Why else would Christian voters who backed March 14 rather than the opposition coalition, which included Michel Aoun‘s Free Patriotic Movement, have come away from a speech that was entirely about Islam and “the Muslim world” with any changed opinions about anything? This is the most generous explanation I can conjure up, and it is a real stretch. Is it not far more reasonable to assume that these voters ignored or simply didn’t care about Obama’s speech and based their decision to switch support to March 14 on their own distaste for Aoun’s cavorting with the Syrians and Iranians? Most of the commentary on Obama’s alleged influence on the Lebanese outcome seems to be little more than examples of the post hoc ergo propter hoc fallacy at work. Lebanon had almost no place in Obama’s speech, much to my dissatisfaction, and except for the reference to the Maronites one would have to look very hard to find any statement that would have been relevant to Lebanese voters.

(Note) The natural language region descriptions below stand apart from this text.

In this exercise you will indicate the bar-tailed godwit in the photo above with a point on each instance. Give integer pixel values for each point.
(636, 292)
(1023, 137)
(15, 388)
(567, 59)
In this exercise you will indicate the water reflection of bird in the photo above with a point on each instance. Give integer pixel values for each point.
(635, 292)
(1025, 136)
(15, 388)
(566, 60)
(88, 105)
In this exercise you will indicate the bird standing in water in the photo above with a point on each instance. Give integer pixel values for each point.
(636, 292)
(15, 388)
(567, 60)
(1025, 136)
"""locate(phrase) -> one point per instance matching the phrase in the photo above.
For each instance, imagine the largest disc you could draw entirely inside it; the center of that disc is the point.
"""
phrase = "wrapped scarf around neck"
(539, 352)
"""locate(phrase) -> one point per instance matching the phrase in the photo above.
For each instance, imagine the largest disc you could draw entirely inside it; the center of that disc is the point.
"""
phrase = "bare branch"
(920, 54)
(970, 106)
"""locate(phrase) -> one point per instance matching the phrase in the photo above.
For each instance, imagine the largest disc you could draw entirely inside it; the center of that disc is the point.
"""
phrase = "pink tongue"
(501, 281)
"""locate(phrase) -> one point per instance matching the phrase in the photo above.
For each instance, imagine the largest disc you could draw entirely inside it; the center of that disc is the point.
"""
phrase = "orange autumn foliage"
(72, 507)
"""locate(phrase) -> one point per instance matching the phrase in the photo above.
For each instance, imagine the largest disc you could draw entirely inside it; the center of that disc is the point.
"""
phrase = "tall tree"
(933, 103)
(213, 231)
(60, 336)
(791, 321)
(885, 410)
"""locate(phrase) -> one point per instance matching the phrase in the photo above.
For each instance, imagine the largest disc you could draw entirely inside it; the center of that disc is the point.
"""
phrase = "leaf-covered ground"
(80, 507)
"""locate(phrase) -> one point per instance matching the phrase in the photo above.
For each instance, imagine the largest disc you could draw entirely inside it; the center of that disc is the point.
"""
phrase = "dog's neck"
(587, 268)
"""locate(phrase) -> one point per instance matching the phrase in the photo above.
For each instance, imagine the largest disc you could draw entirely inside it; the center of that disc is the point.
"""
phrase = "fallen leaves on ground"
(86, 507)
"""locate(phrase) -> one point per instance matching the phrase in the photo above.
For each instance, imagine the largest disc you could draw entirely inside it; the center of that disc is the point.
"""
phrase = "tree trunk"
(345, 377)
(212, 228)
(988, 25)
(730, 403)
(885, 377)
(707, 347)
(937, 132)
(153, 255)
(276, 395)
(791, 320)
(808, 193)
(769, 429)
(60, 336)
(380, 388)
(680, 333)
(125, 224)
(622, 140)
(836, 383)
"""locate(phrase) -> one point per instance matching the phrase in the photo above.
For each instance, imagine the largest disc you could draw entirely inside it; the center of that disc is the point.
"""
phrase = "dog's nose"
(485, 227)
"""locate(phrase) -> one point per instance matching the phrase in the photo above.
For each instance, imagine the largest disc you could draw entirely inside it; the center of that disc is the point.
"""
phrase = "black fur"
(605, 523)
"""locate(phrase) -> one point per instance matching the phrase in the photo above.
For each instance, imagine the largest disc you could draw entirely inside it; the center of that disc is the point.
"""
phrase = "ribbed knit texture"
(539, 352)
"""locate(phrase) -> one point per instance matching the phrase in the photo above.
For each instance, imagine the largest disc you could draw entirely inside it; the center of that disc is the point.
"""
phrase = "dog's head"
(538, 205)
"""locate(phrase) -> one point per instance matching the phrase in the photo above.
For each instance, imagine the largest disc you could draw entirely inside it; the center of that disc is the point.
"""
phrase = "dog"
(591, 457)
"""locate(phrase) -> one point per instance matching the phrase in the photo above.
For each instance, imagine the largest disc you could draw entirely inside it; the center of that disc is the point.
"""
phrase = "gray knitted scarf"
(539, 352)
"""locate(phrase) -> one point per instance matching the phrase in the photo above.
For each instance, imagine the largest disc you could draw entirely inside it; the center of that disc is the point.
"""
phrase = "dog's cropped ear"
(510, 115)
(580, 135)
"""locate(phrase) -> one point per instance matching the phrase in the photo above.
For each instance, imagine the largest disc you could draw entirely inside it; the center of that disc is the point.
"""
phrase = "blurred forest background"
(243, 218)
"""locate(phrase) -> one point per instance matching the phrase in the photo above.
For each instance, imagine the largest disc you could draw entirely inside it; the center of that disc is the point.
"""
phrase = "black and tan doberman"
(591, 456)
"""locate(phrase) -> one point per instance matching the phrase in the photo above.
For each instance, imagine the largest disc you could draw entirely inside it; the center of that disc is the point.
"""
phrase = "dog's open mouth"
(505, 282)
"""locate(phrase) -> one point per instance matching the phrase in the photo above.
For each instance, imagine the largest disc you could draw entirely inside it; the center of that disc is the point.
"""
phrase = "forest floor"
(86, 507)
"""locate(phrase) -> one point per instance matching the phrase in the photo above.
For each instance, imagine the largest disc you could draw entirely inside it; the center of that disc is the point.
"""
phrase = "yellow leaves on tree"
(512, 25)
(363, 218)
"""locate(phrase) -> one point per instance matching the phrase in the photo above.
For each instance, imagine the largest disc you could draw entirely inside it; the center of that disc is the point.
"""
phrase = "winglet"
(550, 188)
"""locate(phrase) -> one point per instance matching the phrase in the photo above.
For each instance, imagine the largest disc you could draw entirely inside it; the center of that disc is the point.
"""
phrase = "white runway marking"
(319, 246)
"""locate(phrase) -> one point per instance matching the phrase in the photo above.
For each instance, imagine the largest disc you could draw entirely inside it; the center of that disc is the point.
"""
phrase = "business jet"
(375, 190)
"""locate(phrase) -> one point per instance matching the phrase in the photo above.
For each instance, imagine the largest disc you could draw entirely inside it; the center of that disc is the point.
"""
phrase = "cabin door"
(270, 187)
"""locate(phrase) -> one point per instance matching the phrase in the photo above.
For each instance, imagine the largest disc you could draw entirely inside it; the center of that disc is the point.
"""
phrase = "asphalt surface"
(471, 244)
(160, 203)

More to the point, Obama’s supporters and everyone who wants to see a diplomatic track with Iran succeed are doing themselves no favors by playing up the influence of the speech in Lebanon, when Iran figured much more prominently in Obama’s speech and the Iranian election seems unlikely to yield a similarly welcome surprise. If Ahmadinejad loses, it will be in large part because his pie-in-the-sky domestic spending program scarcely materialized, unemployment has worsened and economic conditions remain bad for his core supporters among Iran’s poor. He ran as a sort of economic populist, and has not delivered much to his voters. At the same time, he has played the buffoon in international affairs, which can hardly have helped his image at home. If he still manages to prevail because of the divided opposition, he will be able to claim vindication, and all of the people pushing this far-fetched claim about Obama’s influence in Lebanon will be at pains to say why Obama’s speech could help defeat Hizbullah but failed to do in the Iranian demagogue. The end result will be to judge the effectiveness of Obama’s speech by internal political events in other countries over which he could not possibly have any control and over which he has relatively little influence. It is a guaranteed way to set Obama up for failure, and as has happened so often it is his friends and allies who are doing this to him.